One of the most interesting arguments the government relied on in the Apple litigation was the application of the All-Writs Act which, although signed into law by George Washington in 1789, has rarely been used in American jurisprudence. The All-Writs Act “allows federal judges the power to issue court orders, which makes sense considering that “writs” is an old-fashioned term for “formal order.”” The Act allows for orders to be issued as long as they are not unduly burdensome and will be no more than minimally disruptive to a company’s operations. When the litigation against Apple was withdrawn, the absence of an answer to these key legal questions left something of a vacuum. Interestingly, because the FBI was able to gain access to the device without Apple’s help, this negated one of the requirements of the All-Writs Act’s requirements – that the writ not be unreasonably burdensome. This burdensome requirement can be interpreted as meaning that there be no other way for the FBI to get the information other than by the means they requested of Apple. Because the FBI was able to find a third party to access the device, there clearly was a less burdensome means of accessing the information. As there was a third party that was able to create a means of accessing the device, the question becomes ‘is anything truly inaccessible’? If the answer is ‘no’, then the government would have a much harder time succeeding in a future All-Writs Act argument. If the answer is ‘yes’, then the question is mostly mute – the answer implies a company like Apple could not get around their security even if they were to try to.

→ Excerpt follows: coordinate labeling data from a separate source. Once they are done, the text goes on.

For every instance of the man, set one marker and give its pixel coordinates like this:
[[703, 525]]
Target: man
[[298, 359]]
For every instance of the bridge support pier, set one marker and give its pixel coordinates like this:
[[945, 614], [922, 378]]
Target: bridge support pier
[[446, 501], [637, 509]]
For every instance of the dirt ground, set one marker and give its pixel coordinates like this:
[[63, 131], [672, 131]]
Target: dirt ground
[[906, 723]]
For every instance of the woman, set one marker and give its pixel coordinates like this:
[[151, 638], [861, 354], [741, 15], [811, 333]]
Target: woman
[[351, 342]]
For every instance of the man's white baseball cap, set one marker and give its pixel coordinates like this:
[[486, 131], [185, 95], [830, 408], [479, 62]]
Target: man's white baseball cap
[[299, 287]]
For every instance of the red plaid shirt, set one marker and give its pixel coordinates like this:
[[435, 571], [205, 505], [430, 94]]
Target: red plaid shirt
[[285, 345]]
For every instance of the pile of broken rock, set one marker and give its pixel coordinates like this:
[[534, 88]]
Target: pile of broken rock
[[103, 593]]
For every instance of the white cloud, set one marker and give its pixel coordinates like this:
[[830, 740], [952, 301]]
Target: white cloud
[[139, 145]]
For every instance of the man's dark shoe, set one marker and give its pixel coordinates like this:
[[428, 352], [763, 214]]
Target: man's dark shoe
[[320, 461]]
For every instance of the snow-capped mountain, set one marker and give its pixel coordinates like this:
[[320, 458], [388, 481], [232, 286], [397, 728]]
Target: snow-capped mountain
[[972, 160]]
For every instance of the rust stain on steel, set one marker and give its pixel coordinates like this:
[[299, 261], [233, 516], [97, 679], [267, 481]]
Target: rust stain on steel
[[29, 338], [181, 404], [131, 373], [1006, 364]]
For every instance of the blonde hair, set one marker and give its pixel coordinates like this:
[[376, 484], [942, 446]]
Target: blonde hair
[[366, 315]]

Support for companies like Apple is incredibly split in cases like the San Bernardino case. The general consensus from the panelists in the Columbia lecture is that this issue is not dead and will likely be raised again soon – even if it is not raised in the United States. While a district court rulingrejected the government’s arguments in favor of using the All-Writs Act in litigation that was parallel to the San Bernardino case, the issue is still live across the country. Companies need to consider the possibility of the All-Writs Act being used to compel their action in cybersecurity matters, but also in any matter where they hold keys (or can create the keys) for information the government wants. They should be prepared to counter those arguments with examples of alternative methods to prevent the government from successfully arguing that their request is not unreasonably burdensome. Furthermore, companies should start considering whether or not there exists a right to total privacy – a privacy right that extends beyond their device or system to all Americans and inherent in judicial conceptions of privacy. The questions remain unanswered, and thinking about their solutions now may be critical to defeating government requests under the All-Writs Act in future litigation.